Search code examples
c++stlstdset

Efficient way to get subset of std::set


I call a library function that accepts pointer to std::set and processes elements of it.

However, it processes only certain number of elements (let's say 100) and if the set has more elements it simply throws an exception. However, I receive set of much larger size. So I need efficient way to get subset of std::set.

Currently, I am copying 100 elements to temporary set and pass it to the function.

struct MyClass
{
    // Class having considerably large size instance
};

// Library function that processes set having only 100 elements at a time
void ProcessSet (std::set<MyClass>* ptrMyClassObjectsSet);

void FunctionToProcessLargeSet (std::set<MyClass>& MyClassObjSet)
{
    std::set<MyClass> MyClass100ObjSet;

    // Cannot pass MyClassObject as it is to ProcessSet as it might have large number of elements
    // So create set of 100 elements and pass it to the function
    std::set<MyClass>::iterator it;
    for (it = MyClassObjSet.begin(); it != MyClassObjSet.end(); ++it)
    {
        MyClass100ObjSet.insert (*it);

        if (MyClass100ObjSet.size() == 100)
        {
            ProcessSet (&MyClass100ObjSet);
            MyClass100ObjSet.clear();
        }
    }

    // Prrocess remaining elments
    ProcessSet (&MyClass100ObjSet);
    MyClass100ObjSet.clear();
}

But it's impacting performance. Can anyone please suggest better ways to do this?


Solution

  • Since it looks like you are locked into having to use a subset. I have tweaked your code a little and I think it might be faster for you. It is still an O(n) operation but there is no branching in the for loop which should increase performance.
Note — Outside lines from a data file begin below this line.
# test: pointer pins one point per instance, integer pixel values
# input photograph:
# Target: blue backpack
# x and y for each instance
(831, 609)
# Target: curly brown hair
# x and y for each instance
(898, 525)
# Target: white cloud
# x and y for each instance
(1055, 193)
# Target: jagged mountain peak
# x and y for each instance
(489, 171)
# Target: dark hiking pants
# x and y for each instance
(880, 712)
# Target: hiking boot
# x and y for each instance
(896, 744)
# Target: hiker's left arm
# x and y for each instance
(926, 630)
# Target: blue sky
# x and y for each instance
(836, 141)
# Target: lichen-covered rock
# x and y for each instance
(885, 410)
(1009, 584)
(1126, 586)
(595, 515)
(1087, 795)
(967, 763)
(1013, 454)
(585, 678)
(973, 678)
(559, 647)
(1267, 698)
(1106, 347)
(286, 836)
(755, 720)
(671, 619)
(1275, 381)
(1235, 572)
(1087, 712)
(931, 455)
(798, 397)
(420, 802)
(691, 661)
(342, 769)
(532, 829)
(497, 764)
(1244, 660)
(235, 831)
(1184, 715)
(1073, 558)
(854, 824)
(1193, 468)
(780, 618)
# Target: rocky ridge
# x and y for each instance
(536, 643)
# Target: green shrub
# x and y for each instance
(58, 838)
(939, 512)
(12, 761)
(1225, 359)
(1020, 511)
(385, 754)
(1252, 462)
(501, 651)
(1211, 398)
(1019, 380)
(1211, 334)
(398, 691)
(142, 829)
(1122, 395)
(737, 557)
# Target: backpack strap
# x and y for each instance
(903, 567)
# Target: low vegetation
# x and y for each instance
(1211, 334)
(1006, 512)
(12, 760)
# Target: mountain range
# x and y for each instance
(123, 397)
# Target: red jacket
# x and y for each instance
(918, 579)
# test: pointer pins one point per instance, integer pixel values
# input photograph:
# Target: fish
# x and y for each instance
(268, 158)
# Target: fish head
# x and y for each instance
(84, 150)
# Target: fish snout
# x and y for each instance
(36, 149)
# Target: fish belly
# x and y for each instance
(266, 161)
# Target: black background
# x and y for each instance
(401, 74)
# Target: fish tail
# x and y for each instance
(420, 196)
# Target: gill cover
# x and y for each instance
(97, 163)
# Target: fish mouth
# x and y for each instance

    void FunctionToProcessLargeSet(std::set<MyClass>& MyClassObjSet)
    {
        int iteration = MyClassOgjSet.size() / 100; // get number of times we have collection of 100
        auto it = MyClassObjSet.begin();
        auto end = MyClassObjSet.begin();
        for (; iteration == 0; --iteration)
        {
            std::advance(end, 100); // move end 100 away
            std::set<MyClass> MyClass100ObjSet(it, std::advance(it, end));  // construct with iterator range
            std::advance(it, 100); // advace it to end pos
            ProcessSet(&MyClass100ObjSet); // process subset
        }
        if (MyClassOgjSet.size() % 100 != 0)  // get last subset
        {
            std::set<MyClass> MyClass100ObjSet(it, MyClassObjSet.end());
            // Prrocess remaining elments
            ProcessSet(&MyClass100ObjSet);
        }
    }
    

    Let me know if this runs faster for you.